Neonatal Intensive Care Unit (NICU) Team Members
Premature infants and sick full term infants, who require a lengthy stay in the hospital, are at an increased risk for developmental delays. Developmental therapy services are provided in the NICU at ACH. Developmental therapy service providers in our NICU include: physical therapists, occupational therapists, speech-language pathologists, and child life specialists. Starting therapy during the hospital stay can prevent developmental delays and reduce developmental delays. All of the developmental therapists in the NICU serve as resources to parents, caregivers and other healthcare providers by offering ongoing training and education. A referral from the doctor is necessary before a baby can receive therapy services. These therapy services are tailored to meet each baby's specific needs.
Physical Therapists in the NICU help infants with:
- increased or decreased tone
- decreased range of motion
- gross motor needs
Occupational Therapists in the NICU help infants with:
- feeding difficulties
- oral stimulation/oral motor activities
- poor joint positioning
- increased or decreased tone
- fine motor needs
Speech-Language Pathologists in the NICU help infants with:
- reduced opportunities for interaction & communication
- decreased ability to tolerate interaction
- decreased level of alertness and decreased responses to interactions
- feeding difficulties especially those associated with cleft lip/palate or other craniofacial anomaly
- oral stimulation/oral motor activities especially those associated with cleft lip/palate or other craniofacial anomaly
Child Life Specialists in the NICU:
- provide education and training for medical tests, procedures and surgeries
- promote normal growth and development through play activities
- parent activities, such as scrapbook groups & infant massage education
- scheduling the presence of volunteers
- assistance with sibling visits and preparing for sibling visits
- assistance with death/dying issues for families including siblings
- Click here for more information about Child Life's role at ACH
Social Workers in the NICU
- provide emotional support to families who are dealing with adjustment of having a baby in the hospital, having a baby with a new diagnosis, or grief/loss issues
- problem-solving with families who have financial/transportation obstacles
- provide information about community/hospital resources or mental health needs
- coordinate services with community agencies in dealing with families who require assistance with violent, neglectful, or risky home environments
- advocate for families and patients
- part of medical team in addressing psychosocial problems
- mediate during family situations and conflicting dynamics in promoting patient safety
Neonatologist, Pediatrician or Attending Physician - This is the leader of the team. He/she is a pediatrician with special training in the care of neonates (newborns).
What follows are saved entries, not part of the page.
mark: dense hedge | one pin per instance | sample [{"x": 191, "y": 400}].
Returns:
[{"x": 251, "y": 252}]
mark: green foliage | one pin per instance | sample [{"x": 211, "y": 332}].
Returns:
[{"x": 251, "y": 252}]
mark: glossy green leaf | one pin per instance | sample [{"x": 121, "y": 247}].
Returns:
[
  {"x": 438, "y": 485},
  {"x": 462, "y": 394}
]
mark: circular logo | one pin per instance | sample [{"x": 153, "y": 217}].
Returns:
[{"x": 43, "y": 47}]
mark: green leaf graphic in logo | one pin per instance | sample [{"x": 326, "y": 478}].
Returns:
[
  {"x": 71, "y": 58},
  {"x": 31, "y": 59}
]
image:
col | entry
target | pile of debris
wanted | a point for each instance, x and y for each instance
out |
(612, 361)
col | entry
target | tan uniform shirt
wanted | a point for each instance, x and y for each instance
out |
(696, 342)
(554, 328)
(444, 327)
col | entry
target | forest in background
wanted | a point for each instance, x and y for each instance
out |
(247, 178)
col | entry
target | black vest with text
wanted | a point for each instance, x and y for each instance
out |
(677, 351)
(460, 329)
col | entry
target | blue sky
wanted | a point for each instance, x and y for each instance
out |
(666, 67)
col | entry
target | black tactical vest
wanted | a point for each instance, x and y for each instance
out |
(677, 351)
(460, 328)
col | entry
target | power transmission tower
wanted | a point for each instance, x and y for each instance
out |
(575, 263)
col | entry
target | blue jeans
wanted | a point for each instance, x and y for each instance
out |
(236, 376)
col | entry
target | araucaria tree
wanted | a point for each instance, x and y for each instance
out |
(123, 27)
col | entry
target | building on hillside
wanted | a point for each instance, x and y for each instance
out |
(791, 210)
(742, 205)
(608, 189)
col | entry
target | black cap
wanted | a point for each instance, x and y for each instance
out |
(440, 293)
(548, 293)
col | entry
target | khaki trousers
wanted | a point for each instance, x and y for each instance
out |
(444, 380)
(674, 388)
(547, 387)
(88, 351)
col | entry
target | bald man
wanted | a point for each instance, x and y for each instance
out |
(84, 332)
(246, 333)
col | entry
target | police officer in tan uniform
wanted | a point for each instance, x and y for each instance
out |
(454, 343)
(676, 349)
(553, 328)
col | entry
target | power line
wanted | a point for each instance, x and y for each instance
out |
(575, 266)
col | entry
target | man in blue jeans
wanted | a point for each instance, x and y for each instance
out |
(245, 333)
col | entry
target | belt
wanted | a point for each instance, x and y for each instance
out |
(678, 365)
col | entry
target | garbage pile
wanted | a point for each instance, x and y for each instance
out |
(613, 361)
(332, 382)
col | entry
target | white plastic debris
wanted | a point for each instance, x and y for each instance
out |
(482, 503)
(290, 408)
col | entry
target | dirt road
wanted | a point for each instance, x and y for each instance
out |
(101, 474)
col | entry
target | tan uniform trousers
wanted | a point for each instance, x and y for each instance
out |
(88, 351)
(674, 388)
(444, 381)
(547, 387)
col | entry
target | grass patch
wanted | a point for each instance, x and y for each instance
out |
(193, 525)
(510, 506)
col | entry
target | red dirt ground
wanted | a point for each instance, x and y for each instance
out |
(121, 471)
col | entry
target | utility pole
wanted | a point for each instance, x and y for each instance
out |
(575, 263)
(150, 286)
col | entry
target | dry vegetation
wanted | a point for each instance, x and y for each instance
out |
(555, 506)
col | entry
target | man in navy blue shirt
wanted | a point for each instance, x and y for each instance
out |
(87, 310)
Resident - A physician who has completed medical school and is training to become a pediatrician under the supervision of the neonatologist.
Advanced Practice Nurse (APN) - A Registered Nurse with advanced education in the care of neonates who operates under the supervision of a neonatologist.
Team Leader (Charge Nurse) - Registered Nurse who acts as "Charge Nurse" for the NICU.
Staff Nurse - a Registered or Licensed Practical Nurse who has special training to care for neonates.
Lactation Consultant - A Registered Nurse with additional education in subjects related to breastfeeding.
Patient Care Manager - Oversees care delivery in the unit .
Patient Care Technician - Assists with the non-technical care of patients such as feeding, bathing, and obtaining vital signs.
Respiratory Therapist - Experts in the respiratory care of neonates and the equipment used to provide that care.
Occupational Therapist/Speech Therapist/Physical Therapist - Work with the babies to improve development including feeding, positioning, etc.
Registered Dietitians - Calculate estimated needs for calories, protein, fat, vitamins, and minerals and recommend formulas and supplements. They help families with WIC paperwork, formula, and supplements at discharge and provide feeding guidance for families after discharge.
Social Worker - supports the family in an effort to fill needs related to transportation, communication, finances, and resources.
Secretary - provides information related to meal tickets for breastfeeding moms, directions to areas of the hospital, and visitation policies.